Several good lessons to be learned from this excercise. Poor decisions can and do effect later consequences one might be forced to live with.

Here's hoping the best of outcomes to Rebecca and others in her boat.
 
I'm siding with the others here. Although I support her intentions of being able to defend herself, owning a gun is a full-time responsibility, and you have to be prepared for that responsibility if you wish to own and carry it legally. I don't agree with CA laws on the matter, but she didn't do her part in maintaining her legal status to own and carry a gun. It's called taking personal responsibility for your actions. If you don't do it, then don't whine about the results. The fact that her restraining order expired at a certain date was not withheld from her and I'm sure if she'd examined it she would have known that. There is no such thing as a PERMANENT restraining order. Not to mention her reckless attention to carrying her gun...that is totally inexcusable. Leaving a loaded weapon somewhere so it's accessible by everyone SHOULD come with some reprocussions. IMHO she got what she deserved.
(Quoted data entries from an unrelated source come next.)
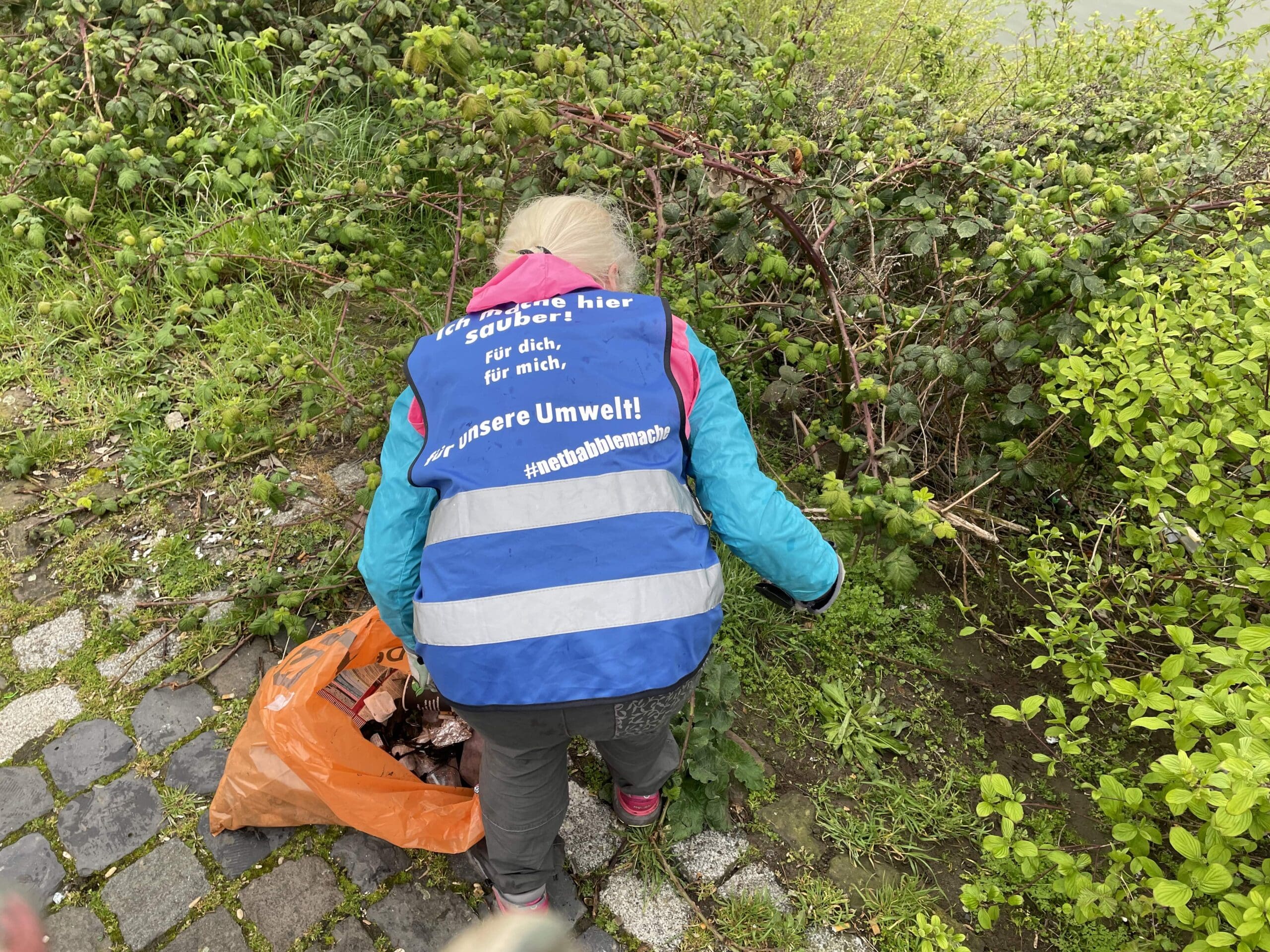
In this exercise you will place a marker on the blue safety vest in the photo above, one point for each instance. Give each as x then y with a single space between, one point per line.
566 559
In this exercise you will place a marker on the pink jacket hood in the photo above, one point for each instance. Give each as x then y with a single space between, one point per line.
536 277
532 277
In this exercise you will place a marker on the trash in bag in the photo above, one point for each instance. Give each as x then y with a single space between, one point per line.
308 752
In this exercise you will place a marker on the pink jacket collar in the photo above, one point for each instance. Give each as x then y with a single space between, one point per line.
530 278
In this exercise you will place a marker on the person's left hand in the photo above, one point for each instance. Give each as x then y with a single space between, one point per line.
21 930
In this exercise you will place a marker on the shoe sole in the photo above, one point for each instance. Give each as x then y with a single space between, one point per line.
636 822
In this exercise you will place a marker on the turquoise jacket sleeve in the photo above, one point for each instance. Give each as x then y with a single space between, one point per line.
397 527
751 515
Hopefully her lawyer was astute enough, given her record, to ask that adjudication be withheld once she completes her sentence. If, after a completing her sentence (and learning her lesson about gun ownership) she has enough justification she can move to get the record expunged and be able to own/carry a gun once again.
 
A prosecutor has wide discretion on how to handle something like this. Many states have diversion programs where the person pleads guilty but imposition of a sentence is withheld for a year. At the end of the year, the charge is dismissed if there have been no problems and a conviction never appears on the record. One suspects something like this could have been done except for the fact that it was in S.F.
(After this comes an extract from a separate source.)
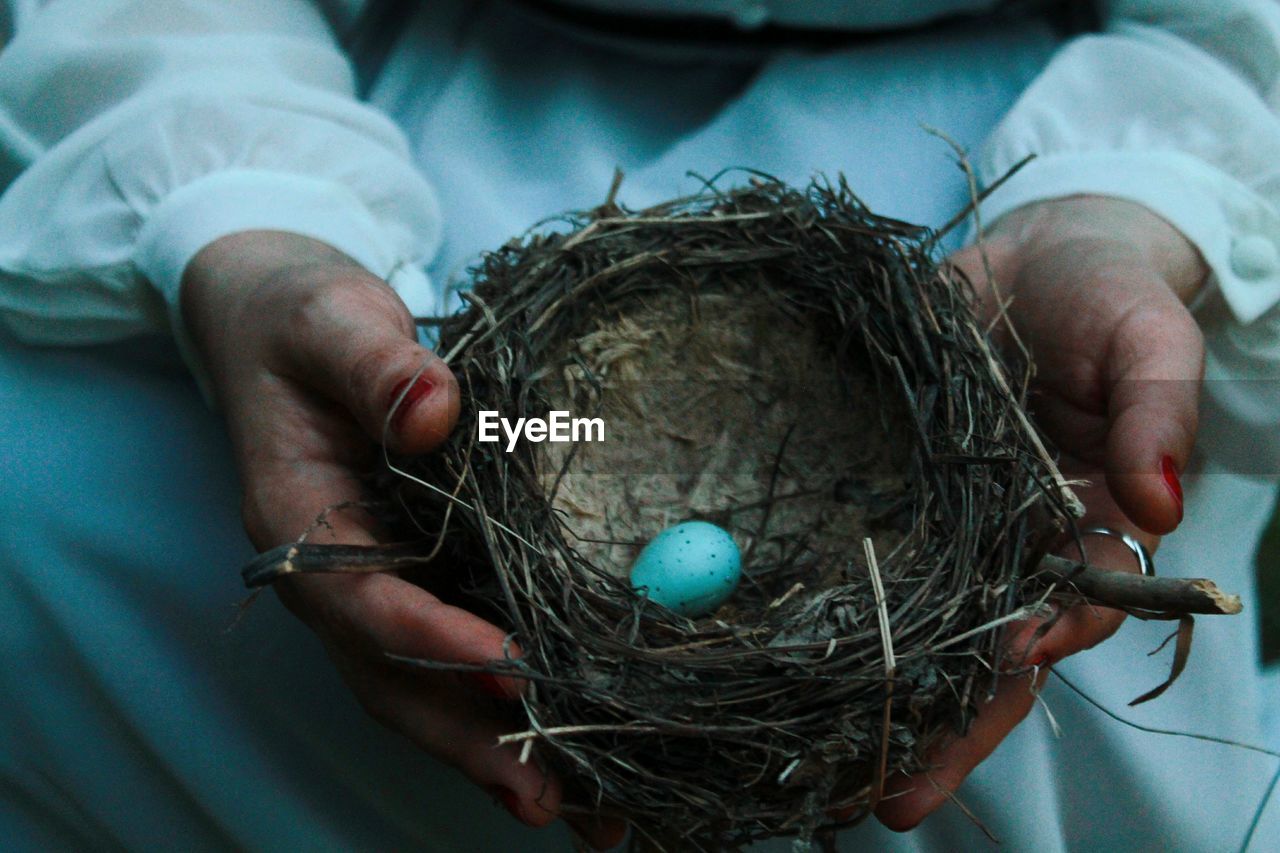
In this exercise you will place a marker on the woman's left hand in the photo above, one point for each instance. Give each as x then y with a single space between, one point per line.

Also, last paragraph of the article shows the degnerating state of the media when the reporter mixes her opinion with a profile, "The law against carrying concealed guns makes good sense."
 
Yes, she screwed up by leaving her purse and the gun at the store - 100% her fault, no excuse.

That having been said, she was in fear for her life - her ex was stalking her. In spite of the convoluted legal technicalities involved, the woman should have been able to lawfully carry a gun, seeing as how the state of California and its police forces are not responsible for her protection, according to the edicts issued by the courts.
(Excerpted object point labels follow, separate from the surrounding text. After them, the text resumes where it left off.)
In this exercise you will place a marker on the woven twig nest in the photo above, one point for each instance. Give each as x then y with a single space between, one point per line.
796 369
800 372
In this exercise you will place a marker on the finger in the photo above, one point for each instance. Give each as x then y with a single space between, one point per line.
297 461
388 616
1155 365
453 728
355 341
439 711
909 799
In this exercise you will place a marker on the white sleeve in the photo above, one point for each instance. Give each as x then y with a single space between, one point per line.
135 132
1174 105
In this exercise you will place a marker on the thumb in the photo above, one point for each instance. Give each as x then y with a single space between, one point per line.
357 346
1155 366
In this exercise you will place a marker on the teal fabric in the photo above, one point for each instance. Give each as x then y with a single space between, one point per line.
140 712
So what we have is this: The police are not responsible for her safety, and the courts won't let her take responsibility for it herself. She's spposed to go about her life and just hope that her ex doesn't track her down and kill her. That is 100% wrong, no matter how you look at it.

She could have ran away and gone into hiding - but she shouldn't have to.
I say an innocent person should not have to run and hide from a predatory thug. She should be able to go about her business - armed to the teeth - and protect herself any way she can.

There's something fundamentally wrong when the state refuses to allow a person the means to defend their life and at the same time refuses to protect them from a known threat to their life.
 
Let's assume for a minute that she COULD lawfully carry a concealed gun. As someone else pointed out, carrying a gun is a big responsibility. She failed miserably by carrying it irresponsibly (I think most would agree that a purse is not a good choice because it's the first target for thieves thus arming the badgun and disarming you) and also by LEAVING it at a store. Thus, she should get into trouble for leaving the gun behind, and that's not even considering she was carrying it illegally.

If any of us that have CCWs and legally carry left our guns someplace, we would expect to get into trouble and pray that nobody gets hurt with our gun.

Yes, she seems to be very bad at making decisions. She married an abuser, failed to follow up on renewing a restraining order, and carried a gun illegally (although I can't really fault her for that because I don't think women or men should be required to get permission), but then she left it behind in public. Bad news.
 
Update: the author of the article has yet to return my email explaining why she believes laws against concealed carry are a good thing, even when this causes the innocent to be unable to defend themselves (even though I gotta agree - this chick didn't act responsibly at all).